Your hosts look at the tactics of an open stance fight by analyzing the skills of southpaws Luke Rockhold and Lyoto Machida, who face off in the main event of UFC on Fox 15, on April 18th.

Also discussed are boxers Adonis Stevenson, who used classic southpaw tactics to retain his lineal light heavyweight title last weekend, and Artur Beterbiev, who bested the southpaw Gabriel Campillo in flawless fashion. 

Direct download: 46_open_stance.mp3
Category:Technique Breakdown -- posted at: 4:13 PM

Patrick and Connor have got a treat for you today--one of those rare episodes where they get the chance to just talk about two of their favorite fighters. Today's episode is all about Chad Mendes and Al Iaquinta, both of whom have made dramatic improvements in the striking realm over the past year.

And wouldn't you know, both of those men are fighting this Saturday--Mendes faces the always dangerous Ricardo Lamas, whose limitations are second only to his threats, and Iaquinta faces fan-favorite Jorge Masvidal. Both men fight atop the UFC's card in Fairfax, Virginia this April, the 4th. 

It's some good old fashioned analysis, so sit down, grab a drink, and enjoy.

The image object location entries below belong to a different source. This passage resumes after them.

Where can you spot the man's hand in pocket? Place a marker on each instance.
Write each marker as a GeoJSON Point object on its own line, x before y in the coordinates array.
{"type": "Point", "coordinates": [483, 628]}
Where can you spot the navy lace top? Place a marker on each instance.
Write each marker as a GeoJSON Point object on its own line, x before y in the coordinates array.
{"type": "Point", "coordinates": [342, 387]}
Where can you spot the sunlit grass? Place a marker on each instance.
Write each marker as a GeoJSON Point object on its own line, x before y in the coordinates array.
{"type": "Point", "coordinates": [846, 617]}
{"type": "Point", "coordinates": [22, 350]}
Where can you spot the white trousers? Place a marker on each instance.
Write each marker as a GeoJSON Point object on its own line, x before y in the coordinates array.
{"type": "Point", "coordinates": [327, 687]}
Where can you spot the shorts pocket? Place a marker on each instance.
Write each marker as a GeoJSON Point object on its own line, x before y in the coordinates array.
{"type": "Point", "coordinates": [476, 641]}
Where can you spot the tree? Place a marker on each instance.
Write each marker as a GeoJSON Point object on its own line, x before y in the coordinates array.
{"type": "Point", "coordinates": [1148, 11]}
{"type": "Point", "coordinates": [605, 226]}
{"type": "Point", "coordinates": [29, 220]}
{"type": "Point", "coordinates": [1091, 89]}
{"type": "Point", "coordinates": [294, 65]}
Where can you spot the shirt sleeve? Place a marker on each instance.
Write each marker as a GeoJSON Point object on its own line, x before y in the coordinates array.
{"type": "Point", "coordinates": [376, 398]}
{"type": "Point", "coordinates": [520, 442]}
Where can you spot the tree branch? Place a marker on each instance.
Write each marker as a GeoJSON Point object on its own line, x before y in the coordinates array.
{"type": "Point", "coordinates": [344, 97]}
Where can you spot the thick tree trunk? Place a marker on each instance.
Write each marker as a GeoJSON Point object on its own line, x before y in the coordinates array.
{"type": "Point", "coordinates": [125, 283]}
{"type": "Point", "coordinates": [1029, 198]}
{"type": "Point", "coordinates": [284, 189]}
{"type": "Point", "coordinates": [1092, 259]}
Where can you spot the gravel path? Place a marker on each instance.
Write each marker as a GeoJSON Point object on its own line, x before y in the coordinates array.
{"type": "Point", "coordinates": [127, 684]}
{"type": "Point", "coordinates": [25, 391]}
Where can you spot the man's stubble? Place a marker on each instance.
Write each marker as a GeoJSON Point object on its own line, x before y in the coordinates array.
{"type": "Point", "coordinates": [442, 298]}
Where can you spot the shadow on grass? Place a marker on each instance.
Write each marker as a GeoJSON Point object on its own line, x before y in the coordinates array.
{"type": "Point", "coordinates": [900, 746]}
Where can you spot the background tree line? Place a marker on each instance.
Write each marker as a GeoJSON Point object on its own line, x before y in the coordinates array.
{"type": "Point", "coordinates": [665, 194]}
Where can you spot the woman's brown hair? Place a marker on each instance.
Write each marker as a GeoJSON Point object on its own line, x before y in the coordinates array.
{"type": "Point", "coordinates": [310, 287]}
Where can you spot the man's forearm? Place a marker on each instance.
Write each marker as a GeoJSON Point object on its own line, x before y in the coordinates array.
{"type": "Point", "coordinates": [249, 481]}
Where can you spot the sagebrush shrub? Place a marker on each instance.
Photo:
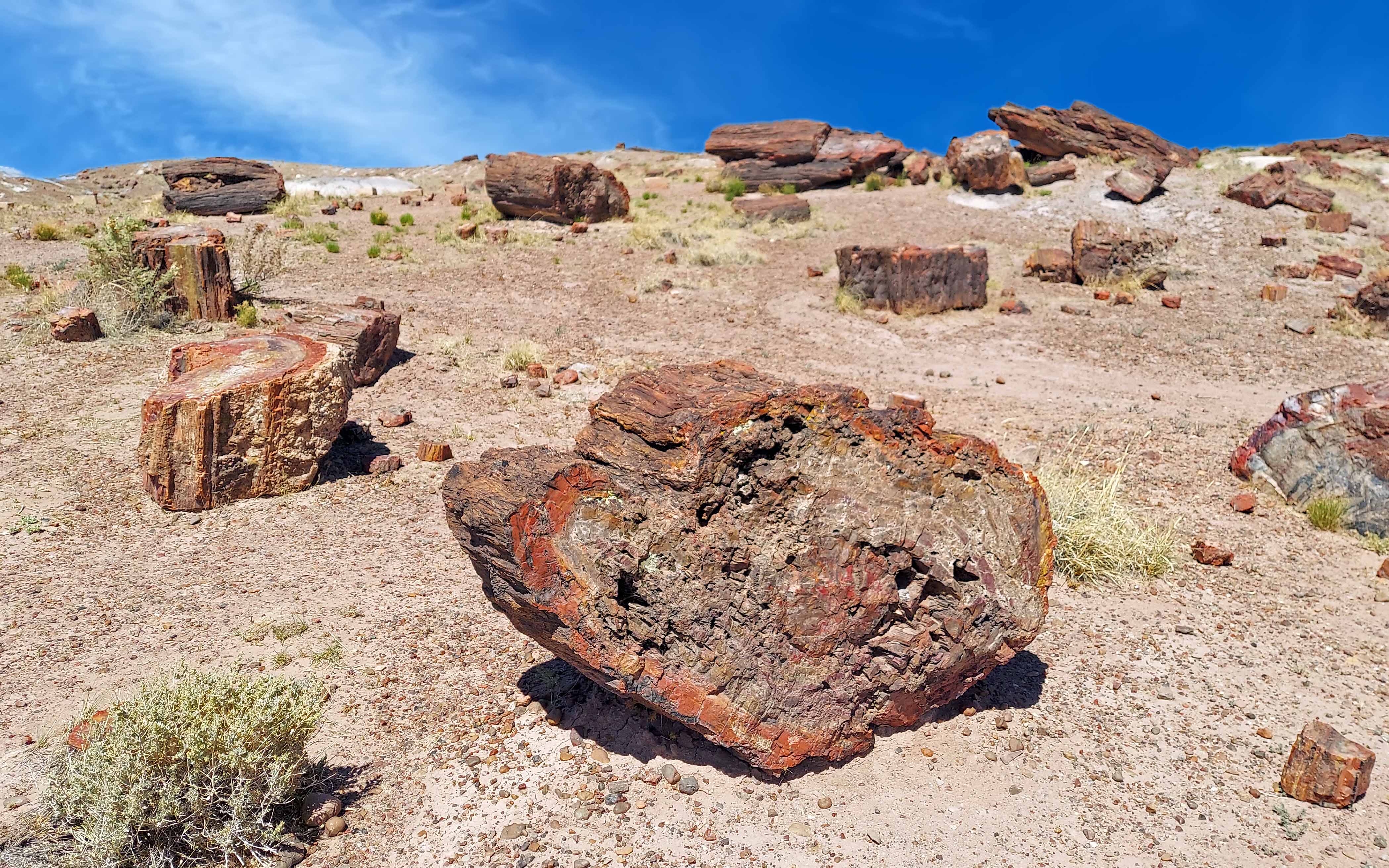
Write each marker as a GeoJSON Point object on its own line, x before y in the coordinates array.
{"type": "Point", "coordinates": [190, 770]}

Direct download: 45_mendes_lamas.mp3
Category:UFC -- posted at: 5:00 AM

It's once again time for listener mail!

We've got a wide range of questions for you, and some inspired discussion centered around them. First, we break down the process of analyzing a fight. What does each of us focus on when analyzing a fighter or, better yet, when devising a gameplan to defeat him? 

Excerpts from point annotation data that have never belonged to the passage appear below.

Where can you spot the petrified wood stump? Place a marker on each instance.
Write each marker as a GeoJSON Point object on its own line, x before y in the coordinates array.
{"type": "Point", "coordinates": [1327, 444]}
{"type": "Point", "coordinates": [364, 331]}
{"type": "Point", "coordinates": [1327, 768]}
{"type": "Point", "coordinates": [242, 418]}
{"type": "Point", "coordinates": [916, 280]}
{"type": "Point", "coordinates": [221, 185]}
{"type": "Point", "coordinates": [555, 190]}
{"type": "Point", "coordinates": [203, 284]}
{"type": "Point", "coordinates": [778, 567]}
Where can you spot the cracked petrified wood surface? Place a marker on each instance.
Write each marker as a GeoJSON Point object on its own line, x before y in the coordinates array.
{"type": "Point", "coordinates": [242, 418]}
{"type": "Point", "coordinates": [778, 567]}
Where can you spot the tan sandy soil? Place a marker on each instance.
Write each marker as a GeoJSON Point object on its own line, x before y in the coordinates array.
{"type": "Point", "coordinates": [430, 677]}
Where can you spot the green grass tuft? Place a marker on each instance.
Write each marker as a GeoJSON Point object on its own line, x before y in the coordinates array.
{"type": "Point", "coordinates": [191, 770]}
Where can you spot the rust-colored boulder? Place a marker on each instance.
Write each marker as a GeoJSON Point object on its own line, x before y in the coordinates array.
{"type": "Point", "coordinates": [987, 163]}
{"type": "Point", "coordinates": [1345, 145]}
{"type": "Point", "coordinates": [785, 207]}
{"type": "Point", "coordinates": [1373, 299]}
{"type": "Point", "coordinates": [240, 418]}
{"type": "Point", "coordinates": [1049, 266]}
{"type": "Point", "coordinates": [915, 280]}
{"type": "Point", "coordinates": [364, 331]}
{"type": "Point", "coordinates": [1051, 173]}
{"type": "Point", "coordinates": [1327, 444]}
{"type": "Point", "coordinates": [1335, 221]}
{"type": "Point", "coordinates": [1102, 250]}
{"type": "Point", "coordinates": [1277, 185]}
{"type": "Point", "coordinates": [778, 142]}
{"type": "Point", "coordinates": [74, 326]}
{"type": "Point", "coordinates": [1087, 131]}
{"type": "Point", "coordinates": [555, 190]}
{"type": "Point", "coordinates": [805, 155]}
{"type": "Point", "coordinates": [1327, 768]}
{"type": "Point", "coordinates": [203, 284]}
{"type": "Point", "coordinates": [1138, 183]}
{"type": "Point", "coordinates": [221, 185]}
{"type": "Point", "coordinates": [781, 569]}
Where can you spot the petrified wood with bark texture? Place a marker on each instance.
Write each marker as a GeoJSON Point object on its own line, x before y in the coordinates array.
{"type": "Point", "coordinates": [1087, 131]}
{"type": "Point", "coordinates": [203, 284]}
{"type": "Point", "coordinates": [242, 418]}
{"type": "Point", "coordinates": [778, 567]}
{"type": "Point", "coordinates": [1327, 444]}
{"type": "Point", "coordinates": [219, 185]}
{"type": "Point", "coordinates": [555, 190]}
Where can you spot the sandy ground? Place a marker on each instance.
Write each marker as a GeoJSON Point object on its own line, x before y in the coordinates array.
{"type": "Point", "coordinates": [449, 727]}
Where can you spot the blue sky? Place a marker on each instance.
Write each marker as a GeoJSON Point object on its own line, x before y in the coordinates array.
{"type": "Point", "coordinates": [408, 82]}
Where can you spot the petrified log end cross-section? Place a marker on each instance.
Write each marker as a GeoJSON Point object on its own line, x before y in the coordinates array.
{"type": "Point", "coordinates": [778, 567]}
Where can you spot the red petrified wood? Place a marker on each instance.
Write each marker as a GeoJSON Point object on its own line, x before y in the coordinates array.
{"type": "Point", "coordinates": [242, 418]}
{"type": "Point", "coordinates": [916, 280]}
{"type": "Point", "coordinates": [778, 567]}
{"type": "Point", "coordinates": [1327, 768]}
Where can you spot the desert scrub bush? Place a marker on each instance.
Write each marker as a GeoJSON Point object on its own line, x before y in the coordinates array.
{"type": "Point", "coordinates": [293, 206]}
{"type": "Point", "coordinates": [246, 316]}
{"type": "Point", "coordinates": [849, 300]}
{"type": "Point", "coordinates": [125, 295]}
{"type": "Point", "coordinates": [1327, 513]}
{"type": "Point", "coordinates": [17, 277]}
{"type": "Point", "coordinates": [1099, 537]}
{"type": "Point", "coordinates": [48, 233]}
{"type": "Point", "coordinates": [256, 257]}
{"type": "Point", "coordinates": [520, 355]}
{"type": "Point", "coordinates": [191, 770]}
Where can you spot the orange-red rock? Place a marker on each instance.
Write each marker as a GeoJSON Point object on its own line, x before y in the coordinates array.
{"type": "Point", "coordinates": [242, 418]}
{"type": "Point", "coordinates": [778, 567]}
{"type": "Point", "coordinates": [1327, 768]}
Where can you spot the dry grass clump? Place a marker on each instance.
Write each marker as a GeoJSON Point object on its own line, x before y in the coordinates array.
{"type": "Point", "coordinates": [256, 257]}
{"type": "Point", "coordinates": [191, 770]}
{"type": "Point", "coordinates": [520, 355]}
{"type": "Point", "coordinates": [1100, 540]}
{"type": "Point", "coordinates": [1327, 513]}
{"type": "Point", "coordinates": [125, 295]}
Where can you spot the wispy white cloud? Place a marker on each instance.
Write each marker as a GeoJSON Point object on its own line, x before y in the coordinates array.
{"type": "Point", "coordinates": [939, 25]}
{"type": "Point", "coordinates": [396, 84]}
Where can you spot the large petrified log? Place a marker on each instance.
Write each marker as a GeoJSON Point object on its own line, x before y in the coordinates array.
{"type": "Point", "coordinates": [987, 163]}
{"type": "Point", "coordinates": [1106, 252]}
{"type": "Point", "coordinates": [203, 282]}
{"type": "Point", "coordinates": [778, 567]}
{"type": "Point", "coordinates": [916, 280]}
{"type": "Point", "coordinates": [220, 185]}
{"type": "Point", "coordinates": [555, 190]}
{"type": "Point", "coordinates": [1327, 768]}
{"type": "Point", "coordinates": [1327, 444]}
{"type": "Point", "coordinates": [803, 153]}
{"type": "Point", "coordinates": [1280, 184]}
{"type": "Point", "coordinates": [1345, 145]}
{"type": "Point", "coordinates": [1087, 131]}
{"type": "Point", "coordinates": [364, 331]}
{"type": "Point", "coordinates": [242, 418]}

We talk low kicks--remember when they were the coolest technique in all of MMA? How come nobody cares about low kicks anymore? Huh?

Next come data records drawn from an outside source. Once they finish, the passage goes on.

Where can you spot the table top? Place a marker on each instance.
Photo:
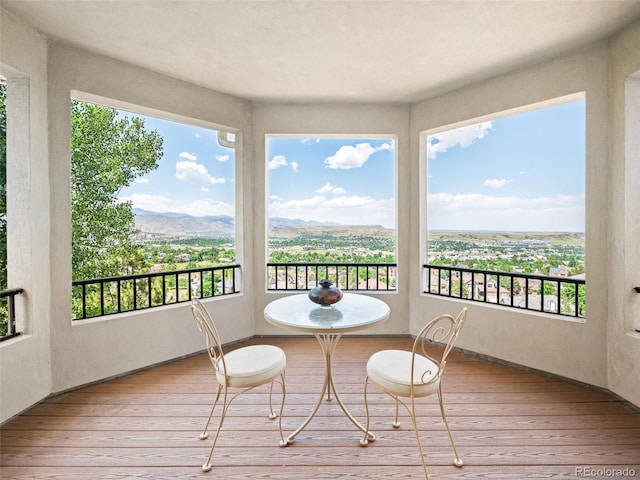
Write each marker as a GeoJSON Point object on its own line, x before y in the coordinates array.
{"type": "Point", "coordinates": [353, 312]}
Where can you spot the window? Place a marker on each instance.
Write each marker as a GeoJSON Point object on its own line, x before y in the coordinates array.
{"type": "Point", "coordinates": [15, 146]}
{"type": "Point", "coordinates": [3, 206]}
{"type": "Point", "coordinates": [149, 196]}
{"type": "Point", "coordinates": [508, 195]}
{"type": "Point", "coordinates": [331, 212]}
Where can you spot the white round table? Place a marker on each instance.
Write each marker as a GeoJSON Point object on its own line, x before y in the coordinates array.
{"type": "Point", "coordinates": [327, 324]}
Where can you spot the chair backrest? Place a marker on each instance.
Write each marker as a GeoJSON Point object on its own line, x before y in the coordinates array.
{"type": "Point", "coordinates": [206, 325]}
{"type": "Point", "coordinates": [442, 330]}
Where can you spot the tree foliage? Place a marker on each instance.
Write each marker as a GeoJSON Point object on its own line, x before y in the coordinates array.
{"type": "Point", "coordinates": [108, 152]}
{"type": "Point", "coordinates": [3, 206]}
{"type": "Point", "coordinates": [3, 187]}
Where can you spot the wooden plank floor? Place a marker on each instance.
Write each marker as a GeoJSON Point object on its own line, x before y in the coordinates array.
{"type": "Point", "coordinates": [508, 424]}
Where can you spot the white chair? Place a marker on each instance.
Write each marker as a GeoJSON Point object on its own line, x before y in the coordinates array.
{"type": "Point", "coordinates": [414, 374]}
{"type": "Point", "coordinates": [244, 368]}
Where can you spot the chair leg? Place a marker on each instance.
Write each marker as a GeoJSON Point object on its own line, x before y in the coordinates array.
{"type": "Point", "coordinates": [415, 429]}
{"type": "Point", "coordinates": [457, 461]}
{"type": "Point", "coordinates": [207, 466]}
{"type": "Point", "coordinates": [283, 442]}
{"type": "Point", "coordinates": [365, 438]}
{"type": "Point", "coordinates": [396, 422]}
{"type": "Point", "coordinates": [204, 433]}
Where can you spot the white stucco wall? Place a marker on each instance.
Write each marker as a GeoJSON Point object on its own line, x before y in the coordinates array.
{"type": "Point", "coordinates": [623, 358]}
{"type": "Point", "coordinates": [564, 347]}
{"type": "Point", "coordinates": [310, 120]}
{"type": "Point", "coordinates": [25, 375]}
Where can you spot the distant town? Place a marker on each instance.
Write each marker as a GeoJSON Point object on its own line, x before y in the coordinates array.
{"type": "Point", "coordinates": [174, 241]}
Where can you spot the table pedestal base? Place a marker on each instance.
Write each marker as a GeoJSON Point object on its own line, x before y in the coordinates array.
{"type": "Point", "coordinates": [328, 343]}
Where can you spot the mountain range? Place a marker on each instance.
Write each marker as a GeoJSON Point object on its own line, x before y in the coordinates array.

And then it's on to the "Philly Shell." Why isn't Floyd Mayweather's vaunted shoulder roll more commonly seen in MMA, and would it apply to this sport if someone did try to use it? 

All of this and more on the latest episode of Heavy Hands. 

Direct download: 44_listener_mail.mp3
Category:Listener Mail -- posted at: 2:13 PM

Upsets are a marvelous thing. In fact, you could say that unexpected upsets are what keep combat sports interesting. Particularly upsets of the kind that we witnessed in the main and co-main events of UFC 185, in which the favored fighters not only suffered defeat, but were proven to be vastly, utterly inferior to their underdog opponents. 

Anthony Pettis was expected to be the Anderson Silva of this era, but Rafael Dos Anjos is no Chael Sonnen. The Brazilian fighter and Rafael Cordeiro product took Pettis to the woodshed for five rounds, eating plenty of shots but landing more of his own, and scoring takedowns that, for once, Pettis couldn't deter with his dangerous guard. In fact, Dos Anjos sliced right through that guard with ease. 

In the co-main, Polish kickboxer Joanna Jedrzejczyk beat strawweight champion Carla Esparza in even more convincing fashion, capping off a week of talking with nine minutes of very impressive walking. Jedrzejczyk, who we've decided to call "Lady Golovkin" to save ourselves the embarassment of mispronouncing her name, beat Esparza to a pulp and seemed to undo all of the improvements made to Esparza's striking in just a matter of minutes, turning her fight with the former champion into nothing but target practice.

Our episode kicks off with a question from a fan about the nature of upsets, which almost always seem predictable in retrospect, and the discussion flows from there. Enjoy the show, folks.